John’s message was blunt and to the point. When news had gotten out about him, large crowds came out from Jerusalem, Judaea, and other places as well. His first address of these crowds was to call them a generation of vipers. There was no politeness in this kind of greeting. To be called a child of a serpent is to liken them to the serpent who deceived Eve in the Garden of Eden and caused Adam to disobey the commandment of God. The result of this disobedience is that a curse was placed on humanity, and indeed upon all creation. There is, of course the promise given to Eve in Genesis 3:15 that the curse would be reversed, but at this point, all people, whether respectable or deplorable, were equally under the curse of God. The remedy to this curse was coming, but Jesus had not yet come upon the scene to begin His public ministry.

The first thing that needs to be addressed was to show people who they really were and where they currently stood in the face of a Holy God. There was no message of affirmation of brokenness or such like we hear today. They stood under the wrath of God who was coming to execute it on a wicked and adulterous generation. Their heart was offensive, and so were there practices. But yet there were words of hope in John’s man, as harshly as he spoke. These people who had come had somehow been warned of this beforehand. God was already at work, preparing them to receive John’s message of repentance. I am, of course, talking of those who would accept his message and not the skeptics and spectators who wanted to be entertained by this madman. This is the first part of any gospel message preached in our time as well. People need to know what the problem really is, that it is severe, and it is without ordinary human remedy. People are under the wrath of God. They are in danger of eternal judgment. Their works are an offense in the nostrils of God. They must repent.
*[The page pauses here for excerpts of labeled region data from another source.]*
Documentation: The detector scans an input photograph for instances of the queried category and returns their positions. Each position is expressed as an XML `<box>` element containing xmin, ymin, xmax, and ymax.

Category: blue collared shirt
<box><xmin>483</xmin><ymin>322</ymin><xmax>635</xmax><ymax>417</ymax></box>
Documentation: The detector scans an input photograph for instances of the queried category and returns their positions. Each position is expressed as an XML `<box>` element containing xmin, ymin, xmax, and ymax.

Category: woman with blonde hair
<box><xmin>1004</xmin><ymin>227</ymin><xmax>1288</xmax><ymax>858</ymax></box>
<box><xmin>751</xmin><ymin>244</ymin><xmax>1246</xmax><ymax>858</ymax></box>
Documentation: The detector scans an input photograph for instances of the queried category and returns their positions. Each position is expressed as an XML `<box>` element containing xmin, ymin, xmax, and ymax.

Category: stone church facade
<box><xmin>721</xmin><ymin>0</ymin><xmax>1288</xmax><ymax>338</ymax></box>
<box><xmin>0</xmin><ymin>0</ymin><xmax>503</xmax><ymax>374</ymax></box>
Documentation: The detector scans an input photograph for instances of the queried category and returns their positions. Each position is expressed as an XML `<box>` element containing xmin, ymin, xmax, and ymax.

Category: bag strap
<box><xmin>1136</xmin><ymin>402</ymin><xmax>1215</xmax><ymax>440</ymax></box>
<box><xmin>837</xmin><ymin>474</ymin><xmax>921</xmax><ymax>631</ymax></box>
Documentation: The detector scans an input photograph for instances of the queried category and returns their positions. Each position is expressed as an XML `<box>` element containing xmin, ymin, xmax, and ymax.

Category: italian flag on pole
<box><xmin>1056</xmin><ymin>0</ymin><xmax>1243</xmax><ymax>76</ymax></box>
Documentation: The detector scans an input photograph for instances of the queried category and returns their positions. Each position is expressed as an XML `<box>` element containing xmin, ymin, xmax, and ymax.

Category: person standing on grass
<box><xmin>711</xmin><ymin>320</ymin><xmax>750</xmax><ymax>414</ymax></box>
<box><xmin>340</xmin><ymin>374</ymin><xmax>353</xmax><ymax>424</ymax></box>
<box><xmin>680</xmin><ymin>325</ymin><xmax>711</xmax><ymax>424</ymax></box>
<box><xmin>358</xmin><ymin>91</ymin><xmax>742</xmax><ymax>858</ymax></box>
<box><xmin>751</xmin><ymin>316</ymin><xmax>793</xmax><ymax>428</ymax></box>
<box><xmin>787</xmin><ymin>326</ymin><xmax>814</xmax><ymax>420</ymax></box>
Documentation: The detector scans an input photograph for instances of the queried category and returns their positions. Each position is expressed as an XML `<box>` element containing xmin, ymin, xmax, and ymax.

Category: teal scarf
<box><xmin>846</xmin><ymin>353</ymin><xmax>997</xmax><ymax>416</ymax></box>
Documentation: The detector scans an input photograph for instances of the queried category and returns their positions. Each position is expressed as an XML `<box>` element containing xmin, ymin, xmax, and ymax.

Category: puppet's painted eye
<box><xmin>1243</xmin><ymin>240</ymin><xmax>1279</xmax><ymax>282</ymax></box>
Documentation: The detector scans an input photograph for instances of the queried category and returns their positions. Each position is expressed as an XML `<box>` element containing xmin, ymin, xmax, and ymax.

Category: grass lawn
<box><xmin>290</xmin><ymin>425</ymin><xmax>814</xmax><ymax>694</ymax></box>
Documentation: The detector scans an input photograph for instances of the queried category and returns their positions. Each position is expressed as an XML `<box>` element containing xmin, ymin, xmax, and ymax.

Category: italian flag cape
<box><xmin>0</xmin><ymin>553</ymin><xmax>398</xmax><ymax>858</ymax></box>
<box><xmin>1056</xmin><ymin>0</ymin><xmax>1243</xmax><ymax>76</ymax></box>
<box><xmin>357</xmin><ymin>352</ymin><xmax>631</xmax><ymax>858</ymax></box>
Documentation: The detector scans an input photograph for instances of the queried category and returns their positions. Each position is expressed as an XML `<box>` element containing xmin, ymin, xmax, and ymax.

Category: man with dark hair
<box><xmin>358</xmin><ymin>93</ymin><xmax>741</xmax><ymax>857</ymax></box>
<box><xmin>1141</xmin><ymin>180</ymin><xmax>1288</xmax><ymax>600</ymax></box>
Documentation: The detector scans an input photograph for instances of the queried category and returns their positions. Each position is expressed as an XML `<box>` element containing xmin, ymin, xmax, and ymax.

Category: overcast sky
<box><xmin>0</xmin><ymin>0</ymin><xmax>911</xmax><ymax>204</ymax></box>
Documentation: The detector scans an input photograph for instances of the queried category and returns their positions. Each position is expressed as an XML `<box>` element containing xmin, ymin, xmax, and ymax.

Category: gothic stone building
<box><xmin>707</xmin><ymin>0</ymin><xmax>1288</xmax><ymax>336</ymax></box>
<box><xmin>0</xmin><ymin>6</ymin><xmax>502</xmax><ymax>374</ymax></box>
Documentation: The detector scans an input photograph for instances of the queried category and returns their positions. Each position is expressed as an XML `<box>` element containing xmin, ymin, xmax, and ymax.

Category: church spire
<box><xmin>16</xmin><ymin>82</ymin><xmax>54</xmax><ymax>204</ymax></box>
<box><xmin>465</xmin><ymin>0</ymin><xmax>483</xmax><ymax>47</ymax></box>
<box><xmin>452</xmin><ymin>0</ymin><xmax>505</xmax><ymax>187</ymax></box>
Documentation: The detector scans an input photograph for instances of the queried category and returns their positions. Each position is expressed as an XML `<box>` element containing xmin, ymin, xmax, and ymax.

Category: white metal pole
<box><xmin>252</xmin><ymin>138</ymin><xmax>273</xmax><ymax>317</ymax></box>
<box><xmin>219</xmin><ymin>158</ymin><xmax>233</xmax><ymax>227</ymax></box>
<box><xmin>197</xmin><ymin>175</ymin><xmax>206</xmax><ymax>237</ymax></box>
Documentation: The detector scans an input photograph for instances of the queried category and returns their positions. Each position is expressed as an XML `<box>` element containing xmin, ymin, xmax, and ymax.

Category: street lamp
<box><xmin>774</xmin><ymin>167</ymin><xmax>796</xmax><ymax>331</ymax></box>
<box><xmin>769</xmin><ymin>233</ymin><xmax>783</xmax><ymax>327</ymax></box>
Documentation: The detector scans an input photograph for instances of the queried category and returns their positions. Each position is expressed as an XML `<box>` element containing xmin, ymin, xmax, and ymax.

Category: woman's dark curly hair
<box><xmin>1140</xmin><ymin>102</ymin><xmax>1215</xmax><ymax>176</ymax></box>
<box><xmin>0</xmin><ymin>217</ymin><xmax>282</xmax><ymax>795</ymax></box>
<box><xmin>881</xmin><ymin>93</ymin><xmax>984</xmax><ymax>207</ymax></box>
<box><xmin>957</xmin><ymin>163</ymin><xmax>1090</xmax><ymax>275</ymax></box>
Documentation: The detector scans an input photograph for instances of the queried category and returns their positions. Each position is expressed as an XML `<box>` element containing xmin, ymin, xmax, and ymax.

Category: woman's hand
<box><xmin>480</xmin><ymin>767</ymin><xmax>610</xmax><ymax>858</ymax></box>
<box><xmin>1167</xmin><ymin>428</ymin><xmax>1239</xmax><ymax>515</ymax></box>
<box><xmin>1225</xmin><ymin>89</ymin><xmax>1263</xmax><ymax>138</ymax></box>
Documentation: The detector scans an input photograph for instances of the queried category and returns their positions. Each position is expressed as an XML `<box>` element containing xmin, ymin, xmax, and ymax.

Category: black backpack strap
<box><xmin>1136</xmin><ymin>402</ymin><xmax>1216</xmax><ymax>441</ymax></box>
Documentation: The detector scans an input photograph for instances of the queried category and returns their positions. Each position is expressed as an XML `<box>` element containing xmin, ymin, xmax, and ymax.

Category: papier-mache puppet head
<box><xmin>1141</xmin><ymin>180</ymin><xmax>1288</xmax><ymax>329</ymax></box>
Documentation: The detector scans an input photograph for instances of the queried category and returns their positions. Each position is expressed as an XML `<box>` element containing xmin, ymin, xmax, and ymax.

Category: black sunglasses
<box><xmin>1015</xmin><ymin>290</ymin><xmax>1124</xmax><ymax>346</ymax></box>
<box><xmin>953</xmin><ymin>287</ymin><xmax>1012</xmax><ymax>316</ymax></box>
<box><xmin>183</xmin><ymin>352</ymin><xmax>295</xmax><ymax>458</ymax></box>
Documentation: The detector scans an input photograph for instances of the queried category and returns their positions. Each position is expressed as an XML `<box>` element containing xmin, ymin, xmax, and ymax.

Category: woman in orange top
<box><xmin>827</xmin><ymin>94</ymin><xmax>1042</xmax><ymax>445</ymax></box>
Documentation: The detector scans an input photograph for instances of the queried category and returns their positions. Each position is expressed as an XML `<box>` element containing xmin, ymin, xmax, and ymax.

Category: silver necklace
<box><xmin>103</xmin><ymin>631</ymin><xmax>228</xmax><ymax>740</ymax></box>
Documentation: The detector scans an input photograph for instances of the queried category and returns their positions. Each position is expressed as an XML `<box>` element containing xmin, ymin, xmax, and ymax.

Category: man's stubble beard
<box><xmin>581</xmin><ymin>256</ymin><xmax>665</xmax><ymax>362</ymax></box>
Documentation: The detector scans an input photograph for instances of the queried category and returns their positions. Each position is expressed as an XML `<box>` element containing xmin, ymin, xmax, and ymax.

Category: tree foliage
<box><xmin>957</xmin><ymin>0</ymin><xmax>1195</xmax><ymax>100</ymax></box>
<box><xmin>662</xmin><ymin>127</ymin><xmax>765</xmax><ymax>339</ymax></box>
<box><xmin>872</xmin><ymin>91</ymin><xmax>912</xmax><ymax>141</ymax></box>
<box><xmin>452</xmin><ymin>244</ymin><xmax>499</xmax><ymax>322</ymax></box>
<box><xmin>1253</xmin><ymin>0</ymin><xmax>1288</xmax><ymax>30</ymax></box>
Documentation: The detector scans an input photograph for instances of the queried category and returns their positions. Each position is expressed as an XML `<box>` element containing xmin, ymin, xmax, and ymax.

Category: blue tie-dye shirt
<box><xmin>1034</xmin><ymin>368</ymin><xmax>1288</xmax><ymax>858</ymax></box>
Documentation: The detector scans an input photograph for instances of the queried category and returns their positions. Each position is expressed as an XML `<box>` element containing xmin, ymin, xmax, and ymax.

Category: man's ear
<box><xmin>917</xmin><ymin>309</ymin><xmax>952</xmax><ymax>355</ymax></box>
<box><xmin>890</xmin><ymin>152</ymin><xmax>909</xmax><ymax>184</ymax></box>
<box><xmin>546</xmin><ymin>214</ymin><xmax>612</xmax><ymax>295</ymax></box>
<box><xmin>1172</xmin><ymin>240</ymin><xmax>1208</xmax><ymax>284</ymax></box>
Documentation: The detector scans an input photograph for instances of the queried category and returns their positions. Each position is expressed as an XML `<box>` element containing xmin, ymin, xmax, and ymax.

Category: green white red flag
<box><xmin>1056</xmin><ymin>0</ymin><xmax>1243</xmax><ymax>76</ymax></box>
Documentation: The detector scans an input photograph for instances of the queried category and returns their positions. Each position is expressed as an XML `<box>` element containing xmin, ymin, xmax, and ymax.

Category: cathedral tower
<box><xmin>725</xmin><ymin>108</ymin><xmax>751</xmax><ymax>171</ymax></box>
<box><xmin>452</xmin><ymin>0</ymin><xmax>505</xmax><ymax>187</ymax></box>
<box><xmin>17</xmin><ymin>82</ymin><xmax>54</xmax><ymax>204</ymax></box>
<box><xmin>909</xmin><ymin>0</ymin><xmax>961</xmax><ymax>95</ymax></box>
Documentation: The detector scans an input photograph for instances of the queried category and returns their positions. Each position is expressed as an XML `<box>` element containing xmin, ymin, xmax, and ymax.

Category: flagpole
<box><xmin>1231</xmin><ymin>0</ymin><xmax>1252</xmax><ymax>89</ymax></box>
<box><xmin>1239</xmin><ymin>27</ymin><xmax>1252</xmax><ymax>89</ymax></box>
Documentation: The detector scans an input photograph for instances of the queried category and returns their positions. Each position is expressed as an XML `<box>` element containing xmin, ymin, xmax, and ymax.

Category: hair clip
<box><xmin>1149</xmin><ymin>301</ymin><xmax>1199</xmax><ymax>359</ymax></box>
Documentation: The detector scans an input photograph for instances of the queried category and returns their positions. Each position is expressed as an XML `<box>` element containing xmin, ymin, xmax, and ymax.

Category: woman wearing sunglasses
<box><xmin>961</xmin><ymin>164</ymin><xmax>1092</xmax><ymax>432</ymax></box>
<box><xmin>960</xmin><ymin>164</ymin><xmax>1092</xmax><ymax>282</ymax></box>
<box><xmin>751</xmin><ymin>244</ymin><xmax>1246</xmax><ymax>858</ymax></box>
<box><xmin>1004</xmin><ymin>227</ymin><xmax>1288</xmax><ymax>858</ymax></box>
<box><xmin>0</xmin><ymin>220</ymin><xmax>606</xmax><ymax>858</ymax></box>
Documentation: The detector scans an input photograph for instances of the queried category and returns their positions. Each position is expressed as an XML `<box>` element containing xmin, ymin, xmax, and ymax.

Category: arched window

John preached a gospel of repentance. This is the second part of this message. The only hope people have is to change their ways to ways that pleased God. But repentance is more than being sorry for one’s sin. It involves both the Greek idea of rethinking where they stood. They had been given their current true status, now they needed to think this over and choose a different road they were on. The Hebrew idea of repentance was to return to solid ground and choose a different road than the one they were on.

They now were told that they could not depend upon their relationship with Abraham to save them. John says that God is able to raise up stones to be children of Abraham. By saying this, we can anticipate these stones to be Gentiles. So people were not children of Abraham by their self-identification with Abraham or even genetic descent from him. The axe was laid to the roots. This means that those who falsely trusted in their pedigree would be cut off from the people of God. They are not the children of Abraham any longer. Those who were not the children of Abraham would become the children of Abraham. Since everyone is guilty of sin and had broken the covenant of God, whether in Adam or Moses, or both does not matter. All who heard the voice of John knew they had been reduced to unbelievers. They were cut off from God. In the thinking of that day, most held that Gentiles who were converted were baptized as well as circumcised into the covenant. But Jews did not require baptism or circumcision as the males had been so from the 8th day circumcised and therefore a chid of the covenant. But this was a false hope. John’s message had reduced all to tax collectors and heathens. They had to be baptized. Their circumcision had become uncircumcision.